# new firewall free



## Blitze105 (May 3, 2005)

i need a new firewall.. that is free. i had to get rid of zone alarm for technical issues, so is there any other one that is good and free?
-blitze


----------



## K-B (Oct 24, 2005)

I highly recommend Sygate Personal Firewall. It's my favorite, has always worked great for me, and it's free. Download:
http://smb.sygate.com/products/spf_standard.htm


----------



## CompXP2006 (Jan 1, 2006)

Kerio Personal Firewall
http://www.download.com/Kerio-Personal-Firewall/3000-2092_4-10322940.html?tag=lst-0-1


----------



## Blitze105 (May 3, 2005)

Thank you both i'll try them out
-blitze


----------



## Squashman (Apr 14, 2005)

kbalona said:


> I highly recommend Sygate Personal Firewall. It's my favorite, has always worked great for me, and it's free. Download:
> http://smb.sygate.com/products/spf_standard.htm


I don't believe Sygate is Free anymore.


----------



## Squashman (Apr 14, 2005)

I have been wanting to try this one out for some time now. I posted this link once before but I don't remember where.

http://www.r-firewall.com/


----------



## keymaker (Jul 12, 2005)

i havent used this but ive heard great news about kerio firewall so im gonna recommend it.


----------



## mlegg (Dec 11, 2005)

whatever you decide on, make sure you only install ONE software firewall!

you cannot have 2 actively running on your computer, they will conflict with each other

Sygate is not free anymore, it was discontinued Nov 30, '05


If you have Windows XP and have been doing your Windows Updates you have a firewall that came with SP2. This firewall is much better than the original IFC version that was put out, and for most users will be more than sufficient as a host centric firewall.

If you do use a 3rd party firewall such as Kerio, make sure you have the Windows one turned off (go into the control panel to do so)


----------



## K-B (Oct 24, 2005)

mlegg, are you sure it's not free anymore? Sygate website says this:
"Easiest-to-use PC firewall and still free for personal/home use"

http://www.simtel.com/product.download.mirrors.php?id=53687
Their website link goes here ^^ Is this just a trial or what?


----------



## mlegg (Dec 11, 2005)

I guess there may be some sites out there hosting the .exe for Sygate still

but you will not get any support or updates on it as Sygate has officially discontinued it. I believe they sell a Pro version though.

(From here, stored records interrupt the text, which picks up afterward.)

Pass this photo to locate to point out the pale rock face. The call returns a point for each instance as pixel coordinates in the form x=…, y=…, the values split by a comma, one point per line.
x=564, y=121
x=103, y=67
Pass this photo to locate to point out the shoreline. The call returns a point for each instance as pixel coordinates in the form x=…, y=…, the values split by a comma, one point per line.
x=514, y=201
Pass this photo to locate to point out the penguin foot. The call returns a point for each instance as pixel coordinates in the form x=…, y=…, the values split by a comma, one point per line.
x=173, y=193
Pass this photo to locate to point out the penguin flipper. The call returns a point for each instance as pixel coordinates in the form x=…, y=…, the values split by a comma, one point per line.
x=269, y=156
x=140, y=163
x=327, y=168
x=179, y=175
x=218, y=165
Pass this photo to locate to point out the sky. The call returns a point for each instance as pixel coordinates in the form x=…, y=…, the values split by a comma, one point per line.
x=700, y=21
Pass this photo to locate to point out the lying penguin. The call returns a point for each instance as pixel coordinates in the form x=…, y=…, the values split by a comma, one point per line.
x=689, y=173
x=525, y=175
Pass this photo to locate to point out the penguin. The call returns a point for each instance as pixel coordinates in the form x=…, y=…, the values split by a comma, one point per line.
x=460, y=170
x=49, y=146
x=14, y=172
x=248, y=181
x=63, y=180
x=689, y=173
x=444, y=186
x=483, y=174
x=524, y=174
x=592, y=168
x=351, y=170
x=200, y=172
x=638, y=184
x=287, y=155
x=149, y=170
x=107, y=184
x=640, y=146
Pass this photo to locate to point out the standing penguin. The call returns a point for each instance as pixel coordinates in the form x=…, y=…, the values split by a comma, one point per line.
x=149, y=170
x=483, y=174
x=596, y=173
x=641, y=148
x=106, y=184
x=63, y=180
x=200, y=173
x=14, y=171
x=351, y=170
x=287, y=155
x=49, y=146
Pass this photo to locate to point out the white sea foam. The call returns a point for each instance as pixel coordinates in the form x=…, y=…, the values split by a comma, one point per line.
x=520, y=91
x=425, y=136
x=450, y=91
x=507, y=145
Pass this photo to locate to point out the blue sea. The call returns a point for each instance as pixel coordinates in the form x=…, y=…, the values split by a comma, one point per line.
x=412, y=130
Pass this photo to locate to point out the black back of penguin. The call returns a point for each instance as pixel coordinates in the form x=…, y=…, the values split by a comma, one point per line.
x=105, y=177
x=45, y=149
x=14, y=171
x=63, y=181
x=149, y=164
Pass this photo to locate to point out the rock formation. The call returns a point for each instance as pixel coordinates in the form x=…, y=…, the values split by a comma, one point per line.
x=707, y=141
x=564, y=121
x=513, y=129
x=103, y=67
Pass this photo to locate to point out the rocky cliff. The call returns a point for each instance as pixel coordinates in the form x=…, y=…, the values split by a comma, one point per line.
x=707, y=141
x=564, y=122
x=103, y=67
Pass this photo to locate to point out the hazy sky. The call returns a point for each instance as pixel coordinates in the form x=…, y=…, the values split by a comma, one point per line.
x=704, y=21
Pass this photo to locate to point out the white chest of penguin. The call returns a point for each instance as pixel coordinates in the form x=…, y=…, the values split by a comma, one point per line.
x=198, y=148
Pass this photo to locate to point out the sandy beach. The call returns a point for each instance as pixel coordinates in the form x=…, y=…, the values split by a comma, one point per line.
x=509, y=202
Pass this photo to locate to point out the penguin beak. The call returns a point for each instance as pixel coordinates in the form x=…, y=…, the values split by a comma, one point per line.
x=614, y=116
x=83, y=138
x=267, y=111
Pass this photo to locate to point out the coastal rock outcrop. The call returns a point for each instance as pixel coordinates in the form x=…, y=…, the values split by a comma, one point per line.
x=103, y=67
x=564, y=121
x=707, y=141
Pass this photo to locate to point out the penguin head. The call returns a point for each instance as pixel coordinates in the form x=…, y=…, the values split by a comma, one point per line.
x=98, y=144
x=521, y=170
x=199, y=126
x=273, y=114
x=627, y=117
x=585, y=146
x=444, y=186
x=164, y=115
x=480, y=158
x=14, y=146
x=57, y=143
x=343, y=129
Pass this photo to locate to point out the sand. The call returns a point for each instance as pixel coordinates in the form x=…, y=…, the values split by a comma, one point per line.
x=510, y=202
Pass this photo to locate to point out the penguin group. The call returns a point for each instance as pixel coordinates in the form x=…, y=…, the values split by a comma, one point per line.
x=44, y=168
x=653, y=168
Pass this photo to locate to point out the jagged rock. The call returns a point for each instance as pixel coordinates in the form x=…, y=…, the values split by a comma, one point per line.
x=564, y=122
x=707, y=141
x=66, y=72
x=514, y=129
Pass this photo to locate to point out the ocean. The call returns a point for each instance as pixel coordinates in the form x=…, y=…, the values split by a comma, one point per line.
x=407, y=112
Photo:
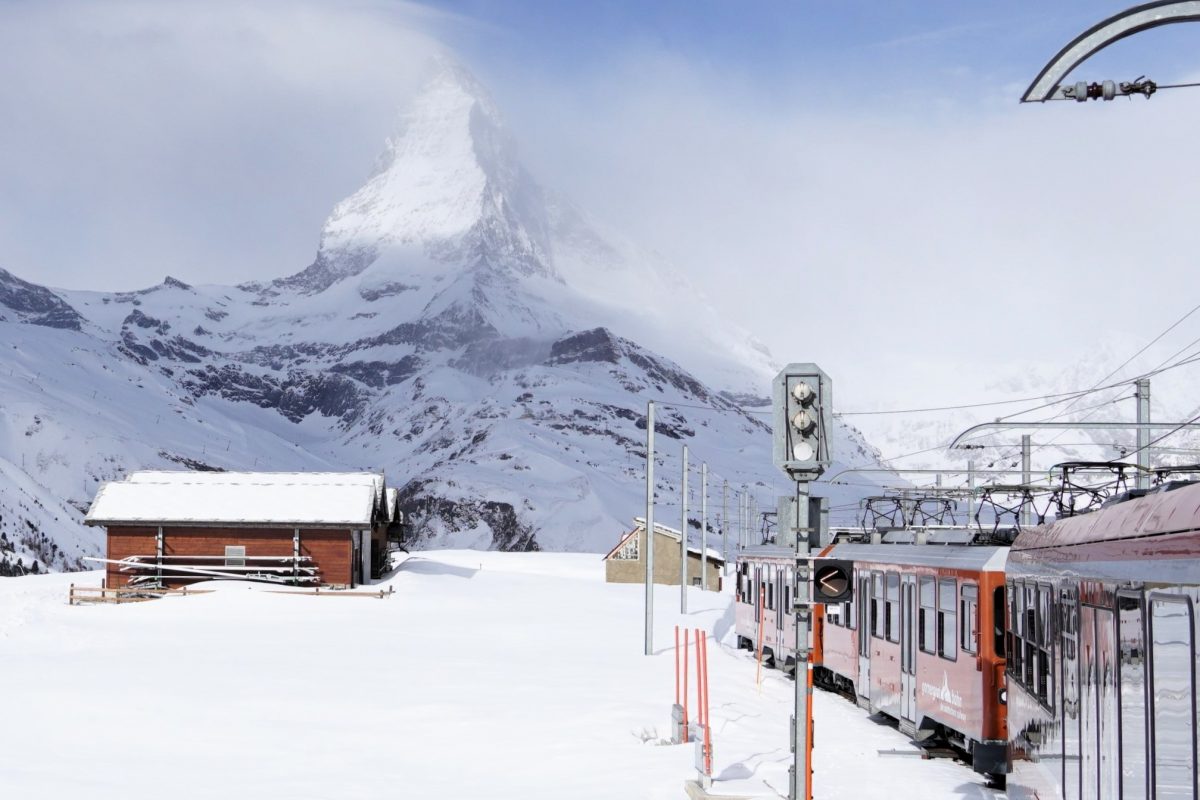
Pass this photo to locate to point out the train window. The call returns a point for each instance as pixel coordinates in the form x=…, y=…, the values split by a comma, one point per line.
x=997, y=620
x=1041, y=649
x=1014, y=624
x=877, y=605
x=1171, y=665
x=928, y=630
x=892, y=606
x=852, y=609
x=947, y=619
x=1132, y=681
x=969, y=618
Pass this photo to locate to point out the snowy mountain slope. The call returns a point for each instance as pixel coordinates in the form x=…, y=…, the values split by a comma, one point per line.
x=460, y=328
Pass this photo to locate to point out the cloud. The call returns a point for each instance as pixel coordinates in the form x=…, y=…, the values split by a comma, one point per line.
x=919, y=247
x=204, y=139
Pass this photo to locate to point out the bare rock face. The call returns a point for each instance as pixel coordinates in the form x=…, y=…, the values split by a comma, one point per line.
x=28, y=302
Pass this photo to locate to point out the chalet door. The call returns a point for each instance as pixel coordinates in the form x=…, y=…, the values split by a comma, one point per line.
x=909, y=648
x=864, y=635
x=357, y=554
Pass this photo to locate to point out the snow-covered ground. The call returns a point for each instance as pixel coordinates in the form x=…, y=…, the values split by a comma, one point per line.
x=486, y=674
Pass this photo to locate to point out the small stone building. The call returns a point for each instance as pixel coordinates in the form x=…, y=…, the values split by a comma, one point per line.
x=173, y=528
x=624, y=564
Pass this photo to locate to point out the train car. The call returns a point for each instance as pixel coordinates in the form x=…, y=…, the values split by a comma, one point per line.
x=1102, y=642
x=763, y=603
x=922, y=642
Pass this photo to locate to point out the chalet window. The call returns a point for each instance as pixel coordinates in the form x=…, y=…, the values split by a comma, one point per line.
x=928, y=617
x=892, y=606
x=947, y=619
x=630, y=551
x=235, y=555
x=969, y=618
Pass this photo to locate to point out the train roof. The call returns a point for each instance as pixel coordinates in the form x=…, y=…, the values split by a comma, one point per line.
x=951, y=557
x=1165, y=510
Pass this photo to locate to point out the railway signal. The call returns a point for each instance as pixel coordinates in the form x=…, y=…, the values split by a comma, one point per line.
x=833, y=581
x=803, y=426
x=803, y=401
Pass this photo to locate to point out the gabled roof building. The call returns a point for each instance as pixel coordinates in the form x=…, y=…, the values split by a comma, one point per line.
x=171, y=528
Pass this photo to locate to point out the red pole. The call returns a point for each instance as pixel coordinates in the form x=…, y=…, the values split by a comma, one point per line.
x=708, y=729
x=685, y=685
x=808, y=753
x=677, y=665
x=700, y=681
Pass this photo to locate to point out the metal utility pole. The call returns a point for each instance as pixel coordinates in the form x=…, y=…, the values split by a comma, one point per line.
x=742, y=519
x=1143, y=395
x=1026, y=477
x=703, y=527
x=725, y=522
x=970, y=491
x=683, y=537
x=649, y=528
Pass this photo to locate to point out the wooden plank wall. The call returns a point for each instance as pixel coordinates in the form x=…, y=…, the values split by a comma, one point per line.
x=330, y=549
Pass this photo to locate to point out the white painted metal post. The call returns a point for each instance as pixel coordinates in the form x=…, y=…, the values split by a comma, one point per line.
x=1143, y=395
x=703, y=527
x=683, y=536
x=649, y=528
x=1026, y=476
x=725, y=522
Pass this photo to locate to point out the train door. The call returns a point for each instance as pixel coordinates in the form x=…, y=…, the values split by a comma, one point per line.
x=1089, y=727
x=909, y=648
x=1109, y=745
x=864, y=635
x=1071, y=699
x=1099, y=741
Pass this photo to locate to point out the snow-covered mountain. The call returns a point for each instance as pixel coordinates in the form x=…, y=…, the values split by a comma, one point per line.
x=469, y=332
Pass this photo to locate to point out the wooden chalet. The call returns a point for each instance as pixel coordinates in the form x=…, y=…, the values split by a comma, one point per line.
x=173, y=528
x=624, y=563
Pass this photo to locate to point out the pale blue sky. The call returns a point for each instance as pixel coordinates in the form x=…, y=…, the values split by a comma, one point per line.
x=863, y=167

As I said in my post above really the Windows firewall is more than sufficient for most users, and if you are behind a router with a SPI firewall you are sufficiently protected.


----------



## K-B (Oct 24, 2005)

From my experience Windows Firewall does not do the job properly, It blocks incoming but no outgoing, and that's very important. I ran several tests using Windows Firewall, and it fails many of them.


----------



## johnwill (Sep 26, 2002)

Of course, outgoing protection is only key if you surf to a lot of suspect sites and invite spyware/malware into your machine in the first place. :smile:


----------



## Blitze105 (May 3, 2005)

mlegg said:


> whatever you decide on, make sure you only install ONE software firewall!
> 
> you cannot have 2 actively running on your computer, they will conflict with each other


i know......
-blitze


----------